When nature removes a great man, people explore the horizon for a successor; but none comes, and none will. His class is extinguished with him. In some other and quite different field, the next man will appear.
Every mind has a new compass, a new direction of its own, differencing its genius and aim from every other mind.--We call this specialty the bias of each individual. And none of us will ever accomplish anything excellent or commanding except when he listens to this whisper which is heard by him alone.
There is a power in love to divine another's destiny better than that other can, and by heroic encouragements, hold him to his task.
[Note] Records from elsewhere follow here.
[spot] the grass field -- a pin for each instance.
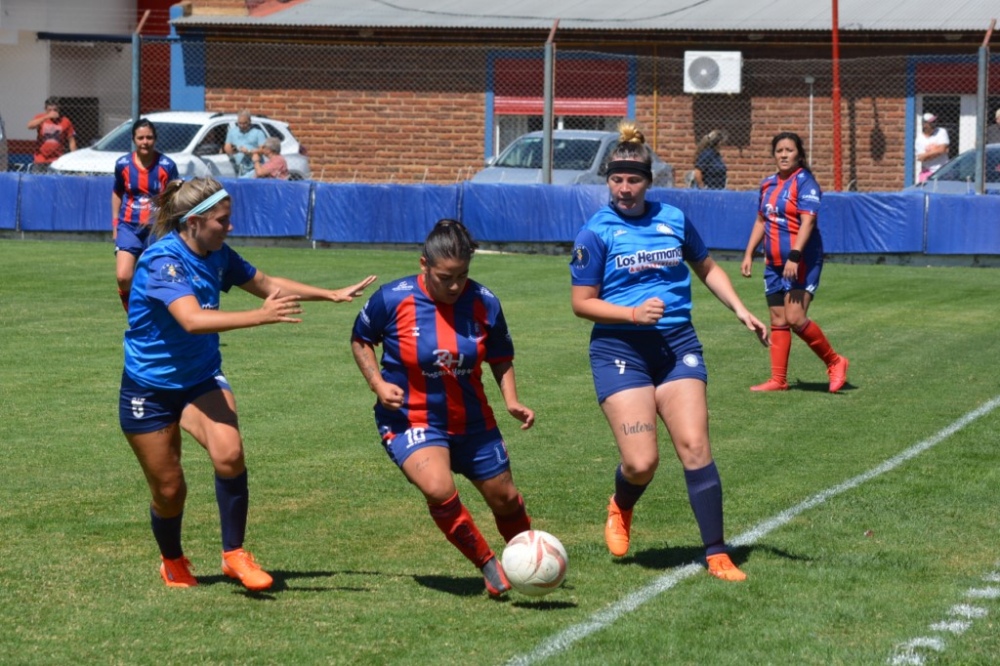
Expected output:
(848, 562)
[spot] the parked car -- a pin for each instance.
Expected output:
(193, 139)
(578, 158)
(958, 176)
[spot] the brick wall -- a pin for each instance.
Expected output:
(418, 114)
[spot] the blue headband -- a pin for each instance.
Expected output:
(206, 204)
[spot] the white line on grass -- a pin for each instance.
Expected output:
(566, 638)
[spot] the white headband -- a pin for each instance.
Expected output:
(206, 204)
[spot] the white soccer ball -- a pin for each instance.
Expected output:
(535, 563)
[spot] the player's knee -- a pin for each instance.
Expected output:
(640, 470)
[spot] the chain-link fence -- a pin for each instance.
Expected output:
(436, 114)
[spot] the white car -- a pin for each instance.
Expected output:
(578, 158)
(192, 139)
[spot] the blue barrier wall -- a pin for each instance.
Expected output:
(348, 213)
(851, 223)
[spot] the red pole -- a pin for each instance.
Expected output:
(838, 175)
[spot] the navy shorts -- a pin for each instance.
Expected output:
(132, 238)
(807, 279)
(478, 456)
(625, 359)
(142, 409)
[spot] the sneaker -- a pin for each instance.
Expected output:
(240, 564)
(838, 373)
(720, 566)
(617, 529)
(494, 577)
(770, 385)
(177, 573)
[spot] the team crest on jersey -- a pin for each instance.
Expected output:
(171, 273)
(475, 331)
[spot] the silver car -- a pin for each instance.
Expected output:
(192, 139)
(578, 158)
(958, 176)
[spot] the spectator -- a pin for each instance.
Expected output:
(55, 134)
(268, 162)
(709, 168)
(993, 131)
(242, 140)
(931, 146)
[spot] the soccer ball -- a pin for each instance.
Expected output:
(535, 563)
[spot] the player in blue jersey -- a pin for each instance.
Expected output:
(630, 277)
(139, 179)
(436, 330)
(173, 377)
(786, 222)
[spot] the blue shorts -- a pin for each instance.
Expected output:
(807, 278)
(142, 409)
(624, 359)
(132, 238)
(478, 456)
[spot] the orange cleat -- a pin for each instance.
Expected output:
(494, 578)
(618, 529)
(770, 385)
(239, 564)
(720, 566)
(177, 573)
(838, 373)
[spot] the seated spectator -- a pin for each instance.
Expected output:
(242, 140)
(268, 162)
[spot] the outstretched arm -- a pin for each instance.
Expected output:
(275, 309)
(712, 275)
(262, 284)
(389, 395)
(504, 374)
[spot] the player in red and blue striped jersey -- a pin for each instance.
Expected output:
(786, 222)
(139, 178)
(436, 329)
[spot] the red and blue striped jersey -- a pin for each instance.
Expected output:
(781, 204)
(435, 352)
(138, 186)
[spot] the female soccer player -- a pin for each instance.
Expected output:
(629, 277)
(793, 260)
(139, 179)
(436, 329)
(173, 376)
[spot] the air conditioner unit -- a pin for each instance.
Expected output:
(713, 71)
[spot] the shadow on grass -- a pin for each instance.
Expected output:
(473, 587)
(281, 579)
(669, 558)
(817, 387)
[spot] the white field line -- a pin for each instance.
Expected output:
(565, 639)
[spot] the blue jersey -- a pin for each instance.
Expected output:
(781, 204)
(634, 259)
(159, 353)
(435, 351)
(138, 186)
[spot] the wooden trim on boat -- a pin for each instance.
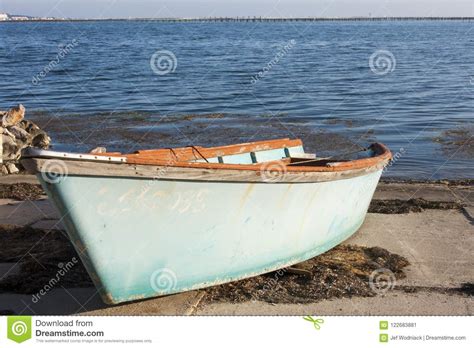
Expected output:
(162, 164)
(184, 154)
(272, 175)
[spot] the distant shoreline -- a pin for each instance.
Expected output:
(249, 19)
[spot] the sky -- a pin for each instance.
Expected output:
(234, 8)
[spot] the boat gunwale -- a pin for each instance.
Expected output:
(381, 157)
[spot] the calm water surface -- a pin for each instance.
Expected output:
(315, 82)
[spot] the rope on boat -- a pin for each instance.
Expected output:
(331, 157)
(200, 154)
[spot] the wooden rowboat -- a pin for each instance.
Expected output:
(157, 222)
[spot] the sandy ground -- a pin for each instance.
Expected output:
(431, 225)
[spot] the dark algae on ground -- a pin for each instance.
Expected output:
(21, 191)
(40, 255)
(343, 271)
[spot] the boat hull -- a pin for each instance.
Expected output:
(143, 237)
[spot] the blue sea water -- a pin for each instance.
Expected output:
(409, 84)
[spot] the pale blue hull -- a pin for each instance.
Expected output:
(141, 238)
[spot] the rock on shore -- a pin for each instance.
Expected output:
(17, 134)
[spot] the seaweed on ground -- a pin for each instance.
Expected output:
(40, 256)
(21, 191)
(343, 271)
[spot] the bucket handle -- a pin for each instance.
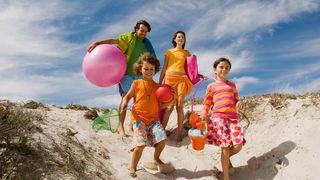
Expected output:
(195, 92)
What has friendship so signal as its sublime attraction to whatever virtue is in us?
The consciousness in each man is a sliding scale, which identifies him now with the First Cause, and now with the flesh of his body; life above life, in infinite degrees.
The solid, solid universe
Is pervious to Love;
With bandaged eyes he never errs,
Around, below, above.
His blinding light
He flingeth white
On God's and Satan's brood,
And reconciles
By mystic wiles
The evil and the good.
The Good Spirit never cared for the colleges, and though all men and boys were now drilled in Greek, Latin, and Mathematics, it had quite left these shells high on the beach, and was creating and feeding other matters [science] at other ends of the world.
I would have the studies elective. Scholarship is to be created not by compulsion, but by awakening a pure interest in knowledge. The wise instructor accomplishes this by opening to his pupils precisely the attractions the study has for himself. The marking is a system for schools, not for the college; for boys, not for men; and it is an ungracious work to put on a professor.